Justin Sun, founder of blockchain platform Tron, poses for a photograph in Hong Kong, China, on Friday, May 8, 2020.
Calvin Sit | Bloomberg | Getty Images
Tron blockchain founder Justin Sun has invested $30 million into Donald Trump’s crypto project, World Liberty Financial, he announced Monday.
“We are thrilled to invest $30 million in World Liberty Financial @worldlibertyfi as its largest investor,” Sun wrote in a post on X.
Sun recently made national headlines when he spent $6.2 million at a Sotheby’s auction for a banana duct-taped to a wall.
World Liberty Financial, the Trump-branded crypto platform, aspires to be a sort of digital asset bank, where customers will be encouraged to borrow, lend and invest in digital coins. On Tuesday, the crypto bank announced that Sun would be joining the platform as an advisor.
Trump has licensed his name and promotional considerations to the venture through an LLC, with no assumption of liability. In exchange, Trump’s LLC received billions of tokens and the right to 75% of revenues above a $30 million threshold.
The platform launched a WLFI token last month, and said in a roadmap that it was looking to raise $300 million at a $1.5 billion valuation in its initial sale.
Before Sun’s investment, $21.2 million worth of the token had been sold. As of Monday afternoon, $51.2 million worth of the token had been sold, according to its website. Sales now appear to have crossed the $30 million threshold to trigger revenue distribution to Trump’s LLC.
“The U.S. is becoming the blockchain hub, and Bitcoin owes it to @realDonaldTrump ! TRON is committed to making America great again and leading innovation. Let’s go!” added Sun.
WLFI co-founder Zachary Folkman has said “well over 100,000 people” are on the whitelist to invest in the token.

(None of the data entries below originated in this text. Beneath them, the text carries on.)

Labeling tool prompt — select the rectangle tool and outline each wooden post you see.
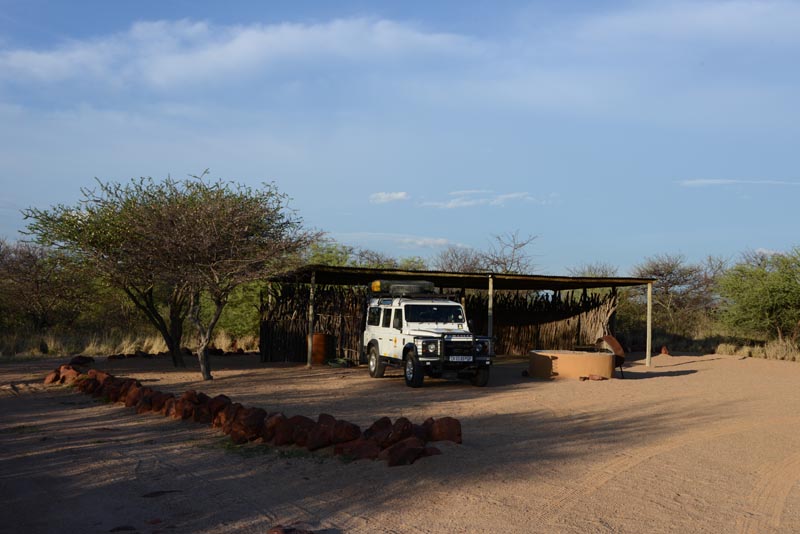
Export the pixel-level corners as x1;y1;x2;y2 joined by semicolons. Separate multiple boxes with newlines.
486;274;494;337
646;282;653;367
306;271;317;369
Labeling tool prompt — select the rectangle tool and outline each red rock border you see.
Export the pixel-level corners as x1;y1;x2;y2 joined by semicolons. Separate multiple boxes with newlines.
44;364;461;466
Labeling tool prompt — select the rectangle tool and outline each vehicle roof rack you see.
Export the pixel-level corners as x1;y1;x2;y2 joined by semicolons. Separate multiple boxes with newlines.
370;280;436;297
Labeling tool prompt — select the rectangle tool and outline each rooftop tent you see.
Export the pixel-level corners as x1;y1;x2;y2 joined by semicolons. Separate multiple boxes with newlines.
273;265;654;366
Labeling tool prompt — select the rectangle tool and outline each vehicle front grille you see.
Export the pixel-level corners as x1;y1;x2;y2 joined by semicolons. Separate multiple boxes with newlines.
444;341;472;356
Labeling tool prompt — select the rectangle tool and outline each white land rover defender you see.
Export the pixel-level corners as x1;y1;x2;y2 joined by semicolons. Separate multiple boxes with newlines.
363;280;494;388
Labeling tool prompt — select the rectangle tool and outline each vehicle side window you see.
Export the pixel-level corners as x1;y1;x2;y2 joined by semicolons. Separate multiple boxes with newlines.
367;306;381;326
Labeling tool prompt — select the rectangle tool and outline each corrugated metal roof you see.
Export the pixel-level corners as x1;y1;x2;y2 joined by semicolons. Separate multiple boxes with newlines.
275;265;655;291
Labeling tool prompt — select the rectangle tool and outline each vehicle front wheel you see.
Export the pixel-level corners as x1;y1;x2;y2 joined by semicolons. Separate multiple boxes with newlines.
470;367;489;388
369;345;386;378
403;352;425;388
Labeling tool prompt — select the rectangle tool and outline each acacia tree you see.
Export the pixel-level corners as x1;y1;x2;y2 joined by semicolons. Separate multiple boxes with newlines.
177;176;318;380
24;172;309;379
718;248;800;342
0;242;90;333
23;178;192;367
632;254;726;335
482;230;538;274
433;245;486;273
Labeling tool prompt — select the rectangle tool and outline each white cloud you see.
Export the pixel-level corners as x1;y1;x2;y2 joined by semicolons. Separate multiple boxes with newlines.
0;18;478;90
579;0;800;45
678;179;800;187
369;191;411;204
399;237;450;248
422;189;558;209
335;232;452;248
448;189;493;197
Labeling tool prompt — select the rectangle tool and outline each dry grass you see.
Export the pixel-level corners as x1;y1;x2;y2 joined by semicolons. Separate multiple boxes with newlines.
0;330;258;358
715;340;800;362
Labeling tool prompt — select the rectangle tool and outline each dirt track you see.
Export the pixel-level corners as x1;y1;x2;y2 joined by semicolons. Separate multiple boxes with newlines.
0;355;800;533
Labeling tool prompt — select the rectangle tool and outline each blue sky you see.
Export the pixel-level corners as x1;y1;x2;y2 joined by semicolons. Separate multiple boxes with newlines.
0;0;800;275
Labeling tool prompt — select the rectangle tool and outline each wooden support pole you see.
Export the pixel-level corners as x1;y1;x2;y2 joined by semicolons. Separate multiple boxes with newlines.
306;271;317;369
646;282;653;367
486;274;494;337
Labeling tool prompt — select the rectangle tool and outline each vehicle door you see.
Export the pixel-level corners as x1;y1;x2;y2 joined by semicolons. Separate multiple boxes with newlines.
389;308;406;359
376;306;397;358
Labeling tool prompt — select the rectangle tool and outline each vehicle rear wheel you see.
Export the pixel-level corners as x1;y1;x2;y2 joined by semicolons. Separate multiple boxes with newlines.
369;345;386;378
470;367;489;388
403;352;425;388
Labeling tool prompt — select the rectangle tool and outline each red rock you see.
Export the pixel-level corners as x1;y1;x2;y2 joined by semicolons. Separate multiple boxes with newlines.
44;370;61;386
422;417;436;441
213;402;244;434
175;399;195;421
378;436;425;467
333;438;381;460
69;356;94;365
331;421;361;443
181;389;200;404
423;446;442;456
261;413;286;442
152;392;175;413
288;415;316;447
411;424;430;443
306;423;333;451
192;402;213;425
228;421;249;445
364;417;392;446
76;378;100;394
86;369;111;384
231;407;267;441
431;417;461;443
381;417;414;449
119;378;142;402
136;395;153;414
208;395;231;420
272;416;294;446
103;383;122;402
161;396;178;417
58;365;80;384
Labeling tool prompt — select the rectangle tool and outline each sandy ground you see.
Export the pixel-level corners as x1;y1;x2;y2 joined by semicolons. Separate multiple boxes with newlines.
0;355;800;533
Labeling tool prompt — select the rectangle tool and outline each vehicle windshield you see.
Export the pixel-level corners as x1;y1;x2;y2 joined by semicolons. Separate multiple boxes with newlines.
405;304;464;323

But as of Monday afternoon, only about 20,400 unique wallet addresses hold the token, according to blockchain data tracked by Etherscan, representing roughly 20% of the total number of people who registered.
“There have been a number of similarly significant purchases in recent weeks, and we are confident about future success and building out something that helps to make finance freer and fairer,” Folkman said in a statement. “We expect more such developments to happen in the coming weeks and months.”

While Trump does not take office until January, Sun’s investment in WLFI, and the revenue it appears to direct to Trump’s LLC under the terms disclosed, highlights the way Trump’s newer business ventures, like his social media company Trump Media Technology Group and this crypto venture, could offer more direct opportunities for individuals to enrich the president-elect than Trump’s hotels and office buildings did.
During Trump’s first term in office, there were near constant questions about whether foreign governments’ lavish spending on rooms and banquets at Trump’s Washington, D.C. hotel amounted to violations of the Constitution’s “emoluments clause.”